Now if you mean "sent to their deaths," that's again, a very poor wording, though that's not what you said...I mean typo'd.

Iraq violated thirteen consecutive UN Security Council Resolutions, before the "last chance" SC Resolution 1441 was passed.

It was 18 MONTHS past 9/11...eighteen months of non-stop negotiation by both the UN & the U.S., before America, Britain, Spain, Poland, Italy, Japan, Australia....pretty much everyone except France, Germany, Belgium and Russia moved to enforce 1441 on a recalcitrant Iraq.

I guess you could argue that UN SC Resolution 1441 sent all those troops and "innocent Iraqis" to their deaths...or more aptly that "the UN sent them to their deaths," since without 1441 Iraq wouldn't have been invaded in the first place.

But to be fair, the world had demanded WMD inspections for Iraq, so the UN was simply doing the bidding of the greater world community.

What Bush understands that Michael Moore and his minnions (like yourself) DON'T is that (1) the American criminal justice system is inadequate to dealing with state sponsored international terrorism and (2) the military option requires a nation or nations asthe enemy.

That's the genius of "the Bush Doctrine," which, in effect, puts America at war with any and ALL nations that harbor, sponsor and/or support international terrorism.

It allowed the military option to be used....and since BOTH the criminal justice and the diplomatic options had failed, it was the last option available to us.

The "Bush Doctrine" is that King George will justify invading any country where he feels he can score a nice profit for his gang of traitors and criminals, and then create a Rube Goldberg device to somehow tie his criminal actions back to 9/11, thereby making it OK.

When do we invade Pakistan? They have agreed to allow Bin Laden & Co. to live and operate from their sovereign soil. Pakistan is harboring terrorists.

The Bush Doctrine is just more bullshit.

OK, so you understand "the Bush Doctrine" about as well as you understand markets, which is to say, not at all.

Pakistan is harboring terrorists.
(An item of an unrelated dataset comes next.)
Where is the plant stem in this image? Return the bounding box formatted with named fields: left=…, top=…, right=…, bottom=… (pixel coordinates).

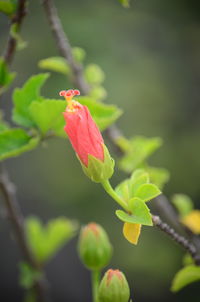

When do we attack?

Do you have any proof?

That is proof that Pakistan's Musharef government is harboring terrorists, and not the majority of increasingly radicalized Pakistani Muslims civilian and military personnel are harboring terrorists.

There's good and bad news with countries like Pakistan and Saudi Arabia - the bad news, of course, is that both countries have a large and growing population of radicalized Muslim fanatics (Islamo-fascists), the good news both for those governments and for us, is that (1) it binds us to defending those governments (Musharef and the Saudi Royals), while also binding them to us.

We need to put similar governments in place in Afghanistan, Iraq and ultimately Iran and Syria as well.

Why we got away from supporting the "better our thuggish dictators than their own home-grown thuggish dictators" policy is beyond me.